Lloyds escape plan won’t come cheap
What’s the price of freedom? Ask Lloyds Banking Group, which is hoping to persuade bondholders to buy into a new kind of risky subordinated capital in a bid to avoid having to use the UK government’s asset protection scheme. This Houdini-esque escape trick will be expensive — if it can be pulled off at all.
Lloyds wants to raise 25 billion pounds of new core tier 1 capital to avoid using the APS and having to hand over a bigger stake to the government. As much as 7.5 billion pounds of that could come by converting some of its subordinated debt and preference shares into so-called contingent capital, securities that can be swapped into equity if its balance ratios deteriorate, according to reports.
Regulators are keen on contingent capital because they believe it provides banks with a better buffer against losses than subordinated debt. But banks have yet to answer the call. Royal Bank of Canada has issued some contingent capital, but that was nine years ago. As a result, it’s still not clear whether a public market of any real size can exist, and what the correct cost of the securities should be.
One way to look at contingent capital is to view it as an out-of-the-money put option that investors are selling to the bank. Investors could put a price on it by examining the cost of buying a similar option — effectively hedging their risk.
The cost of this hedge varies according to the price at which the contingent capital converts into shares. Buying a put at 37 pence, less than half Lloyds current share price of 84 pence, would involve paying at least five percent a year. But a put at a price of 55 pence would cost nearly 11 percent a year.

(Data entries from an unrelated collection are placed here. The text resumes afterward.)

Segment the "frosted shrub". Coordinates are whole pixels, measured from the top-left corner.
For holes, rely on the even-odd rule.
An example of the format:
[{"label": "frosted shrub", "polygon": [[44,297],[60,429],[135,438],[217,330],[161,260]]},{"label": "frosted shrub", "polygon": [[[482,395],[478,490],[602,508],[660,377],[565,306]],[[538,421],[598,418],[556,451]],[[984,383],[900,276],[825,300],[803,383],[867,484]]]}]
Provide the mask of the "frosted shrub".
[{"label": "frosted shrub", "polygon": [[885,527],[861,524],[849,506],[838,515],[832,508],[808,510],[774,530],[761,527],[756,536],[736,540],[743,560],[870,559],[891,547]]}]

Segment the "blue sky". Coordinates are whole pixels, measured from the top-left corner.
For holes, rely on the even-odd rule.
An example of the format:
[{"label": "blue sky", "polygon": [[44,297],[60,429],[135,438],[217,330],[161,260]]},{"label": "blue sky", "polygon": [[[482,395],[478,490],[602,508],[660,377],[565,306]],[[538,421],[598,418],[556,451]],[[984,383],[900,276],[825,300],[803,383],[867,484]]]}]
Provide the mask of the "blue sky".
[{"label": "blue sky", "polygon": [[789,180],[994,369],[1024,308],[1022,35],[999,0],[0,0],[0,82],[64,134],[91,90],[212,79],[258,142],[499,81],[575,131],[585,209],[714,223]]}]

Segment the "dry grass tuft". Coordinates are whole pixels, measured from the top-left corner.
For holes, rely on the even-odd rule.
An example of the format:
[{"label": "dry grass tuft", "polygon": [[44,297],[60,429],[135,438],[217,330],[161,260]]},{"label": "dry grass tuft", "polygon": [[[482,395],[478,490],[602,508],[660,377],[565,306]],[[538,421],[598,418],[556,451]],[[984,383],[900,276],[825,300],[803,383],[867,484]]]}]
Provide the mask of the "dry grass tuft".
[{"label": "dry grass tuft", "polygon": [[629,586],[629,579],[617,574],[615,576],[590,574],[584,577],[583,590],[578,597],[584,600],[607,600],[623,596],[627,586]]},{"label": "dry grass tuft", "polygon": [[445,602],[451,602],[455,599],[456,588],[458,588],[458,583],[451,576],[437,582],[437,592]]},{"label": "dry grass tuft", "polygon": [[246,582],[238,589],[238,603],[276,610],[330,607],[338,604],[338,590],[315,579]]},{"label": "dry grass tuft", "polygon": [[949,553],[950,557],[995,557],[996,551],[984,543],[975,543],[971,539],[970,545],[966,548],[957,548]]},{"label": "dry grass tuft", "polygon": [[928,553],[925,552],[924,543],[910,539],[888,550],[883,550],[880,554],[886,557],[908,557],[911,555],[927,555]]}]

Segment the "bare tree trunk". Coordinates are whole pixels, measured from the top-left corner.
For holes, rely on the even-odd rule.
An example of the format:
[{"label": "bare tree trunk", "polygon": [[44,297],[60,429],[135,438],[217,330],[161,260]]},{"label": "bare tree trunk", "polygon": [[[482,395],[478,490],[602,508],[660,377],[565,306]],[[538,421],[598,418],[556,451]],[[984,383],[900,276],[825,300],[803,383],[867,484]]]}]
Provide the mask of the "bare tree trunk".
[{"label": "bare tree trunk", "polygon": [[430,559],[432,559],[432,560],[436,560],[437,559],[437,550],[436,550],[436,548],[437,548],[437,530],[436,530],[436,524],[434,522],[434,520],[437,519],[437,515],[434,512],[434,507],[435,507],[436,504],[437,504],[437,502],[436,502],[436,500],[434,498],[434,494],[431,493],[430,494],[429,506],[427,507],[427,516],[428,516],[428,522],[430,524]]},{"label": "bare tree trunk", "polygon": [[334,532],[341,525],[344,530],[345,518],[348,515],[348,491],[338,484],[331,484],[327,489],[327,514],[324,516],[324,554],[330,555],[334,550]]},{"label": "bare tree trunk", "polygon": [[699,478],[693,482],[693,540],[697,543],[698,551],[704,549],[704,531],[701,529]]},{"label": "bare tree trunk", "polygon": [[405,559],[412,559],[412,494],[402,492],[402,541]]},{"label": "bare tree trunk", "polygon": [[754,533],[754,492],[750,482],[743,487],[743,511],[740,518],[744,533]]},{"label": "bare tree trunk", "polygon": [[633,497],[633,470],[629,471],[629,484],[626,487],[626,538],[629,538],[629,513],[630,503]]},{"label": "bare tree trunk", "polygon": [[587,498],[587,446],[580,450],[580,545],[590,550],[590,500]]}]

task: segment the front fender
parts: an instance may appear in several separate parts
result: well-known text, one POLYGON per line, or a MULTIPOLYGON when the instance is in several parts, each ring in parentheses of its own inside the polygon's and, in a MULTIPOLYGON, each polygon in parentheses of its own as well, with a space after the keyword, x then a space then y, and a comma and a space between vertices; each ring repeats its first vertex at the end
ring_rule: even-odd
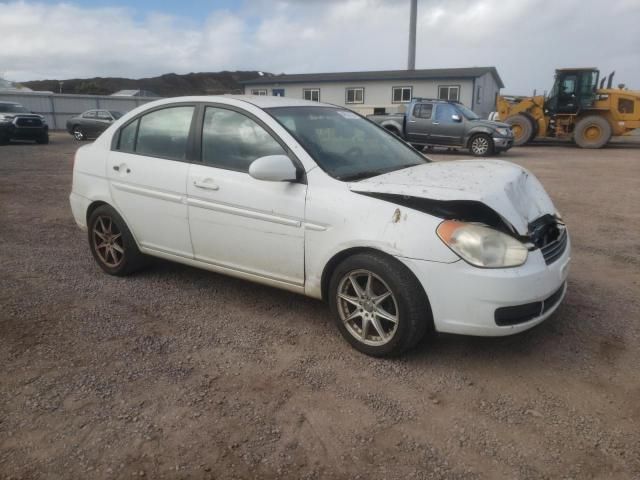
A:
POLYGON ((465 145, 469 146, 469 141, 473 138, 474 135, 477 135, 478 133, 484 133, 486 135, 489 135, 490 137, 493 137, 496 132, 492 128, 485 126, 473 127, 467 132, 467 136, 465 137, 464 142, 465 145))
POLYGON ((395 257, 452 263, 458 259, 436 235, 442 222, 393 202, 349 190, 347 184, 314 180, 326 176, 316 169, 309 175, 305 232, 305 292, 321 298, 322 272, 340 252, 368 248, 395 257), (309 228, 311 226, 311 228, 309 228))

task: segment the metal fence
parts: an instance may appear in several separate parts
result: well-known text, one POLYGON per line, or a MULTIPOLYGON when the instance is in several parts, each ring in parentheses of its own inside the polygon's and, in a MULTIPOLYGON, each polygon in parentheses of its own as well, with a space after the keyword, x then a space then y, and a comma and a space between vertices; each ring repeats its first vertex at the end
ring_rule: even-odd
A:
POLYGON ((105 95, 65 95, 46 92, 0 92, 0 101, 17 102, 44 115, 49 128, 62 130, 67 120, 86 110, 100 108, 125 113, 156 97, 111 97, 105 95))

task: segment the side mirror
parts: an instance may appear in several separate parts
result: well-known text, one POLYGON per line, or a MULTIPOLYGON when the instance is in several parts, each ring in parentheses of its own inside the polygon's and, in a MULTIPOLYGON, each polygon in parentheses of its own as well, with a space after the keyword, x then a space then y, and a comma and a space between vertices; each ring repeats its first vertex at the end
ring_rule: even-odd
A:
POLYGON ((267 155, 251 162, 249 175, 267 182, 295 182, 298 170, 286 155, 267 155))
POLYGON ((453 120, 454 122, 461 122, 462 121, 462 117, 460 115, 458 115, 457 113, 454 113, 453 115, 451 115, 451 120, 453 120))

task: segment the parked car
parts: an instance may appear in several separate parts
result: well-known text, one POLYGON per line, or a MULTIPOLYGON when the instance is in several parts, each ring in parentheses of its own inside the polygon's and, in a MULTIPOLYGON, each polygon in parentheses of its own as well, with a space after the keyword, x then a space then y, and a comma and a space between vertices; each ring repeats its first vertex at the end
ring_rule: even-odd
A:
POLYGON ((78 141, 97 138, 120 117, 114 110, 87 110, 67 120, 67 132, 78 141))
POLYGON ((138 107, 78 149, 70 203, 108 274, 149 255, 324 299, 369 355, 398 354, 434 330, 521 332, 566 290, 567 229, 530 172, 431 163, 318 102, 138 107))
POLYGON ((458 102, 414 98, 406 113, 369 115, 415 148, 468 148, 478 157, 506 152, 513 146, 511 125, 483 120, 458 102))
POLYGON ((49 143, 49 126, 42 115, 15 102, 0 102, 0 145, 10 140, 49 143))

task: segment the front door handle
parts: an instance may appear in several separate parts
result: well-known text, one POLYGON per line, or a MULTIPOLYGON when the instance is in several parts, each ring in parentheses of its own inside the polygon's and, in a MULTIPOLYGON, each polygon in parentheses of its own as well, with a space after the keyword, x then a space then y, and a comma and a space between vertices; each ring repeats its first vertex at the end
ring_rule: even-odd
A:
POLYGON ((194 180, 193 185, 196 188, 202 188, 203 190, 219 190, 220 187, 213 183, 213 179, 205 178, 204 180, 194 180))
POLYGON ((416 123, 415 120, 409 120, 409 123, 416 123))
POLYGON ((431 125, 440 125, 440 122, 431 122, 431 125))

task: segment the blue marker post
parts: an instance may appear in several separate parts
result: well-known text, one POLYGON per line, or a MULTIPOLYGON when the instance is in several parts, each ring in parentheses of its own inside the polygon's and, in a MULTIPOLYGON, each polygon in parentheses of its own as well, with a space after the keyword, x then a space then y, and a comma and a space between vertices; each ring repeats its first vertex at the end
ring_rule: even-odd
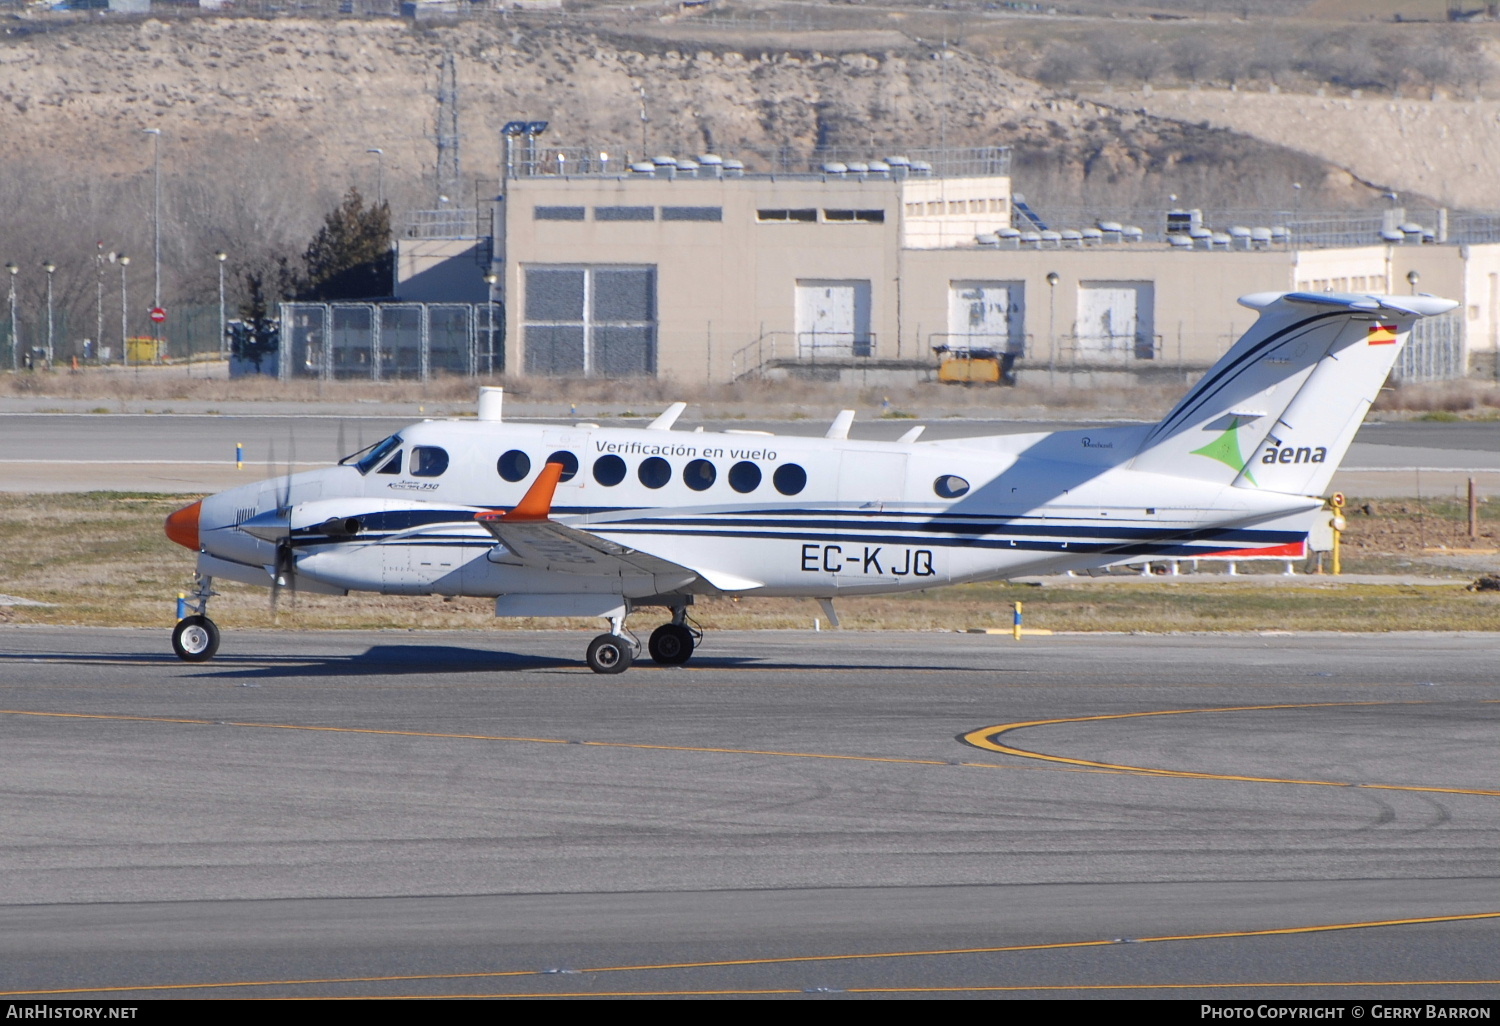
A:
POLYGON ((1016 603, 1015 619, 1012 621, 1011 630, 1014 632, 1012 634, 1012 637, 1014 637, 1017 641, 1020 641, 1021 640, 1021 603, 1019 603, 1019 602, 1016 603))
POLYGON ((245 469, 245 445, 243 442, 234 443, 234 469, 245 469))
POLYGON ((187 596, 185 594, 183 594, 182 592, 179 591, 177 593, 177 619, 182 620, 182 619, 185 619, 186 617, 187 617, 187 596))

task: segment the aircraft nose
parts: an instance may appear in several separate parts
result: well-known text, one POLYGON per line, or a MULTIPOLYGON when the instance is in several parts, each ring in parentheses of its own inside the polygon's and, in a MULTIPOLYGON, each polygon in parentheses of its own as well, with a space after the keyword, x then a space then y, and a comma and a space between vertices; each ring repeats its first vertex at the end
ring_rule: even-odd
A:
POLYGON ((167 537, 185 549, 198 551, 198 517, 203 512, 200 499, 167 516, 167 537))

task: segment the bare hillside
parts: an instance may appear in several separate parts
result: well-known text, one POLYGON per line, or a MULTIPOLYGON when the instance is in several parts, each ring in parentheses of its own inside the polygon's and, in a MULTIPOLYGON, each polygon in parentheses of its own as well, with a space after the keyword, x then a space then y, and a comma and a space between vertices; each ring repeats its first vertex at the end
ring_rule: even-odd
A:
MULTIPOLYGON (((449 52, 460 204, 492 194, 498 129, 518 116, 550 121, 551 145, 637 158, 712 150, 759 168, 823 146, 1011 145, 1017 188, 1044 206, 1155 206, 1171 192, 1276 205, 1294 180, 1323 205, 1375 195, 1317 157, 1122 109, 1134 101, 1063 96, 901 24, 881 15, 857 29, 757 34, 655 18, 590 28, 192 16, 12 31, 0 37, 0 259, 55 261, 58 303, 92 325, 95 242, 135 254, 137 267, 150 247, 151 128, 161 131, 165 301, 212 302, 216 250, 241 268, 296 257, 344 189, 375 192, 371 149, 383 151, 400 223, 435 202, 437 77, 449 52)), ((34 310, 40 277, 20 285, 34 310)))

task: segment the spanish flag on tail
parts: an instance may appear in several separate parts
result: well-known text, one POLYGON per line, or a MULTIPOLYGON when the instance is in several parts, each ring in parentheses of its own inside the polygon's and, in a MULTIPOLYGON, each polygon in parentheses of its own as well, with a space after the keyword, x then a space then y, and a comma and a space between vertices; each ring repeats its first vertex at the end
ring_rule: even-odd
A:
POLYGON ((1365 341, 1372 346, 1390 346, 1396 344, 1396 326, 1394 324, 1372 324, 1370 333, 1365 336, 1365 341))

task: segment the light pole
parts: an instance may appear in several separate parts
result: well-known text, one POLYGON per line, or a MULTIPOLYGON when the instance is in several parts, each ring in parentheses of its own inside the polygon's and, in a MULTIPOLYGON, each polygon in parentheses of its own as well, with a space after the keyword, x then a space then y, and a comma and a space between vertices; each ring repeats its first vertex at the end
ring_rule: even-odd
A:
MULTIPOLYGON (((114 259, 114 254, 109 255, 114 259)), ((94 357, 99 356, 99 347, 104 344, 104 243, 94 243, 94 357)), ((88 356, 85 352, 84 356, 88 356)))
POLYGON ((6 264, 5 269, 10 272, 10 369, 17 371, 21 369, 21 335, 16 327, 16 272, 20 268, 6 264))
POLYGON ((379 146, 372 146, 366 153, 375 154, 375 205, 385 204, 385 150, 379 146))
POLYGON ((224 355, 224 261, 229 259, 228 253, 215 253, 214 259, 219 262, 219 355, 224 355))
POLYGON ((57 270, 57 265, 48 260, 42 265, 42 270, 47 272, 47 369, 52 369, 52 272, 57 270))
POLYGON ((1415 296, 1417 294, 1417 282, 1421 280, 1422 276, 1417 273, 1416 268, 1412 268, 1410 271, 1406 272, 1406 284, 1411 286, 1412 295, 1415 296))
POLYGON ((484 276, 485 287, 489 290, 489 302, 484 308, 484 323, 489 328, 488 363, 490 377, 495 376, 495 283, 500 276, 494 271, 484 276))
POLYGON ((120 363, 130 366, 130 318, 125 299, 125 268, 130 266, 128 256, 120 257, 120 363))
POLYGON ((161 306, 161 129, 143 128, 142 132, 151 136, 153 152, 153 163, 156 166, 156 213, 152 217, 152 231, 155 234, 156 246, 156 290, 152 295, 152 306, 161 306))
POLYGON ((1062 278, 1056 271, 1047 272, 1047 378, 1049 385, 1057 384, 1057 283, 1062 278))

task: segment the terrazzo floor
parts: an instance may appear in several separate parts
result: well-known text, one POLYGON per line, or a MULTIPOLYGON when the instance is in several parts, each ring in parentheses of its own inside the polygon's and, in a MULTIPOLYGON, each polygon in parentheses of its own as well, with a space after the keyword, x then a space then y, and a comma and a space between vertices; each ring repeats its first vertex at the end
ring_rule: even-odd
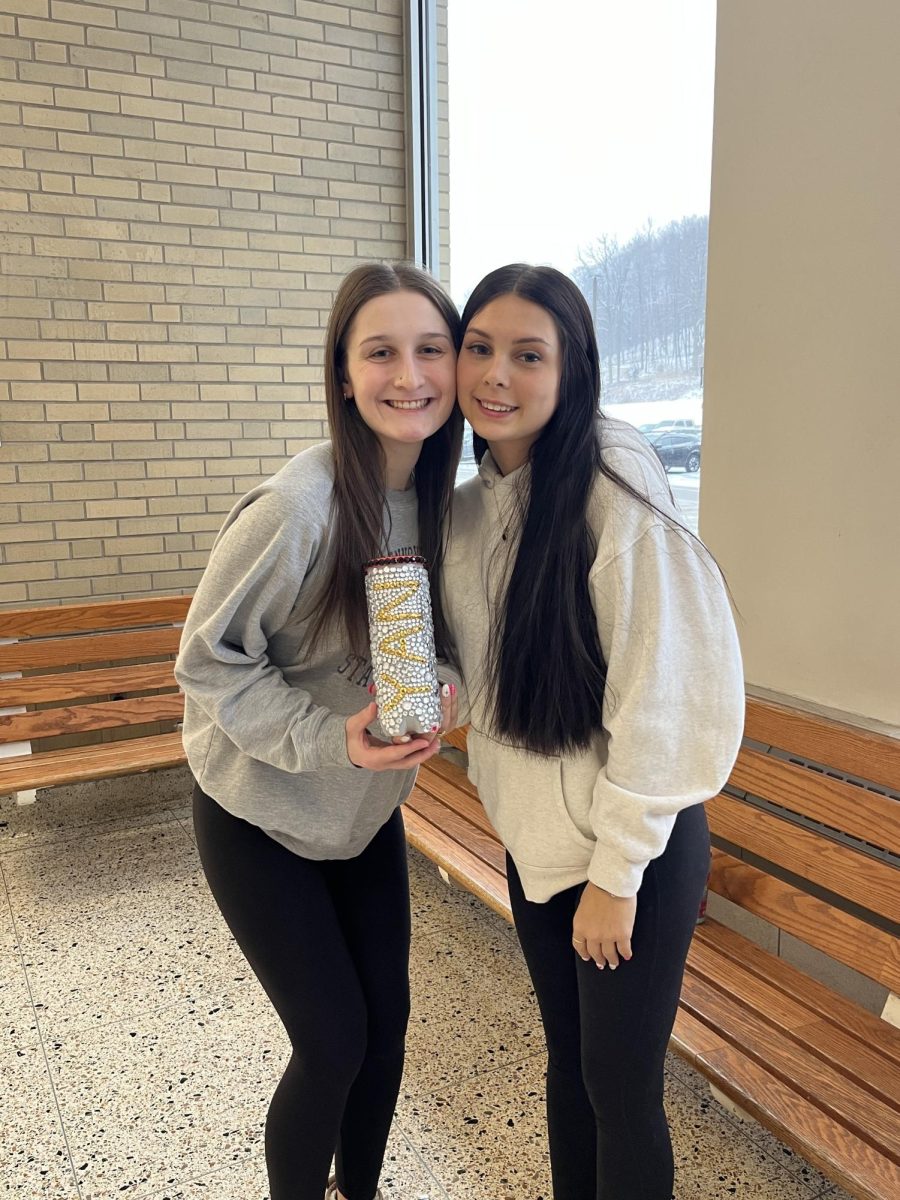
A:
MULTIPOLYGON (((183 771, 0 801, 0 1193, 263 1200, 286 1040, 197 860, 183 771)), ((413 1015, 386 1200, 551 1200, 515 935, 413 855, 413 1015)), ((678 1200, 849 1200, 672 1057, 678 1200)), ((623 1197, 623 1200, 626 1198, 623 1197)))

For investors, however, hedging their exposure to Lloyds for longer than a year is difficult. Doing it for seven billion pounds of securities for as long as five years may be impossible. It is also unclear what effect the contingent capital will have on the way investors value the bank’s ordinary shares — an important consideration, given that it is simultaneously lining up a mammoth rights issue.
Even then, the parallel is imperfect. That is because the put option is only be exercised when Lloyds’ capital ratios deteriorate significantly. Viewed from this perspective, contingent capital is more like subordinated debt in an ordinary company, that can be converted into shares through a restructuring if the company runs into trouble. The only difference is that the terms of the restructuring are spelled out in advance.
Because contingent capital is untested and carries more explicit risks than existing subordinated bonds, Lloyds is likely to have to offer a higher interest rate than hybrid debt, which would imply a coupon of at least 10 percent and probably more. There’s also the threat the European Commission may force Lloyds to stop paying coupons on its existing subordinated debt, which would encourage investors to switch to the new instruments.
However, some holders of Lloyds’ subordinated debt won’t be able to hold the new securities because they don’t fit the risk profile of a pure fixed income fund. Investors could be forced to sell as soon as they agree to exchange their bonds into contingent capital, pushing down the price. Others, such as hedge funds, will have bought the debt at a discount and may be more amenable to a trade if it gives them a quick profit. But it is far from clear that there will be a liquid market in the instruments.
As a result, investors should be wary. If Lloyds prospers, investors’ upside is limited; but if loan losses soar they will rank first in line for losses. The new securities could end up having all the disadvantages of equity, without much of the benefit. Bond investors should demand a high coupon. Whether the deal is viable for Lloyds’ shareholders will come down to how desperate they are to escape the UK government’s clutches.